The attack took place at a remote property in Wieambilla, Queensland, on December 12, 2022, when two police officers and a bystander were fatally shot by Gareth Train, his brother Nathaniel and Nathaniel’s wife Stacey in an ambush at the Trains’ property, according to investigators.
Four officers had arrived at the property to investigate reports of a missing person. They walked into a hail of gunfire, police said at the time. Two officers managed to escape and raise the alarm.
The Trains engaged in an hours-long gun battle with the police before they were eventually shot dead.
“We know the offenders executed a religiously motivated terrorist attack in Queensland. They were motivated by a Christian extremist ideology,” Queensland police assistant commissioner Cheryl Scanlon told reporters.
The FBI is still investigating the American’s alleged motive.
Gareth Train began following the suspect on YouTube in May 2020. A year later, they were communicating directly, according to investigators.
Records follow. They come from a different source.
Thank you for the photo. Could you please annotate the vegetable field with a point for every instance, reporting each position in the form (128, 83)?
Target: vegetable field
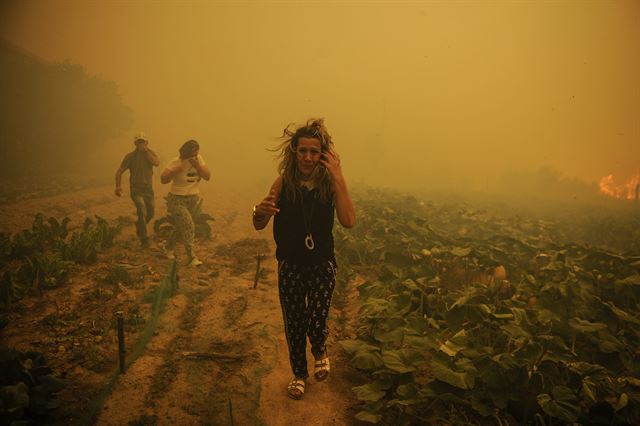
(472, 318)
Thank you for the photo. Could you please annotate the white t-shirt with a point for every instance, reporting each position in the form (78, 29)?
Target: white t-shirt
(185, 182)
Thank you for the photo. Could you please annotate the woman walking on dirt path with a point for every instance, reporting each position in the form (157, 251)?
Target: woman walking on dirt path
(309, 189)
(183, 200)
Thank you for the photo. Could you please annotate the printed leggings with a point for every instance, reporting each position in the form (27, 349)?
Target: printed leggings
(305, 296)
(183, 208)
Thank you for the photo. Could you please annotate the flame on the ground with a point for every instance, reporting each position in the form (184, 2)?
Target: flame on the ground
(625, 191)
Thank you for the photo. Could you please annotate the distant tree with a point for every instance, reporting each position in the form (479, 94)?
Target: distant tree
(51, 115)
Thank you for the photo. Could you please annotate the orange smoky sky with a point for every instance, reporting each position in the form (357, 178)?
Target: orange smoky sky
(411, 91)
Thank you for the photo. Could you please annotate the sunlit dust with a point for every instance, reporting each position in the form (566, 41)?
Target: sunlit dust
(628, 190)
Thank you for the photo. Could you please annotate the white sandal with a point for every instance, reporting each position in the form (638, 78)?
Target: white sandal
(295, 389)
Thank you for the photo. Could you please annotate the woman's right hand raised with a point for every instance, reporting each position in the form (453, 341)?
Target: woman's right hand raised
(267, 207)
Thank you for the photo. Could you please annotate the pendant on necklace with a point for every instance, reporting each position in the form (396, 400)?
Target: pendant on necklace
(308, 242)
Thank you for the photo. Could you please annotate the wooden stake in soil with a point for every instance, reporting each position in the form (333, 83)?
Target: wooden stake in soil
(258, 258)
(120, 318)
(230, 413)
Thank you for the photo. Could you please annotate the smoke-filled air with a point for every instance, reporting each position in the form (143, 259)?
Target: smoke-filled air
(320, 212)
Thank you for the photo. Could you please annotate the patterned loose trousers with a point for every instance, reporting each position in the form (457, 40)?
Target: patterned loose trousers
(305, 297)
(183, 208)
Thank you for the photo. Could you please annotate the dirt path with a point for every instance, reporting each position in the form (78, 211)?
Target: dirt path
(218, 354)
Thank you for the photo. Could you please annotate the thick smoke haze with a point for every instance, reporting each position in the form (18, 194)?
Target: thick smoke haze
(415, 94)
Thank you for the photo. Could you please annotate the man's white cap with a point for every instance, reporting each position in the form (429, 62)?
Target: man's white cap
(140, 135)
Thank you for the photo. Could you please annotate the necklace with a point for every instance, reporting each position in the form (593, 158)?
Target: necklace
(308, 240)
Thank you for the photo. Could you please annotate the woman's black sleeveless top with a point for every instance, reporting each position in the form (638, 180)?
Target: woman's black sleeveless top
(289, 230)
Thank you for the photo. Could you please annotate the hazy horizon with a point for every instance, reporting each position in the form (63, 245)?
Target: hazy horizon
(413, 92)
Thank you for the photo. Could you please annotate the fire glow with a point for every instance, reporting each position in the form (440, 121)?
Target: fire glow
(626, 191)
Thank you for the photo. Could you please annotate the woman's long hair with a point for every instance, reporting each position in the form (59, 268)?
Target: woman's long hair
(288, 167)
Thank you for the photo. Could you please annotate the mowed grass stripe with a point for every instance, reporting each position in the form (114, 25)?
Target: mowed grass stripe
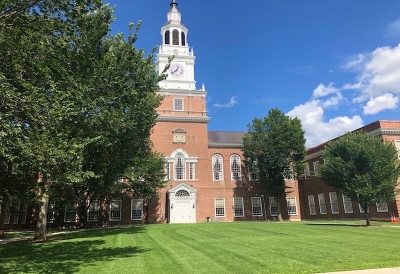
(240, 247)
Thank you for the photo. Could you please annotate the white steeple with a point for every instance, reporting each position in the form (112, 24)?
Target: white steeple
(174, 43)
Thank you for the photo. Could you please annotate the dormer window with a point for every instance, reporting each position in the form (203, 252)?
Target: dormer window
(183, 38)
(178, 104)
(175, 37)
(166, 37)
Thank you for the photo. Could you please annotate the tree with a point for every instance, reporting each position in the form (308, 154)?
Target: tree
(365, 168)
(275, 147)
(48, 47)
(77, 105)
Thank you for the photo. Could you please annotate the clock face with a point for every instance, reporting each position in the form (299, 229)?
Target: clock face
(176, 70)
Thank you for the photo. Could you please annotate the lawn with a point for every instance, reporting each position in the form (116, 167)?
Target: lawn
(240, 247)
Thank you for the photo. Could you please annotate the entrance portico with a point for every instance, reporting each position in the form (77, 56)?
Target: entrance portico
(182, 204)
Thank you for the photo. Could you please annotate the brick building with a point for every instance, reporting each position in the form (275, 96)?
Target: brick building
(205, 172)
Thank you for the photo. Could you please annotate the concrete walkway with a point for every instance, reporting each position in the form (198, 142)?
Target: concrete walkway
(393, 270)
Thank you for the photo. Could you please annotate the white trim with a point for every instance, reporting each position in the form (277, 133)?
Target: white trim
(179, 104)
(256, 206)
(311, 205)
(334, 202)
(292, 206)
(136, 209)
(273, 206)
(347, 204)
(322, 204)
(238, 207)
(219, 207)
(114, 214)
(220, 173)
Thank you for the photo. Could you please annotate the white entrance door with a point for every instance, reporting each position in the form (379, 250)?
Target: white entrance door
(182, 211)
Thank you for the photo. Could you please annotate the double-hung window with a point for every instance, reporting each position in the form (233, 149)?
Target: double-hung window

“The man repeatedly sent messages containing Christian end-of-days ideology to Gareth and then later to Stacey,” Scanlon said.
A representative of the FBI in Australia, Nitiana Mann, said the arrest was the result of a joint investigation between the two countries.
“The FBI has a long memory and an even longer reach. From Queensland, Australia, to the remote corners of Arizona,” Mann said.
Investigators in both nations “worked jointly and endlessly to bring this man to justice, and he will face the crimes he is alleged to have perpetrated”, she added.
Gun crimes are rare in Australia because the country has some of the world’s most stringent gun laws, following a shooting in April 1996 when a gunman killed 35 people at a cafe and tourist site in the island state of Tasmania.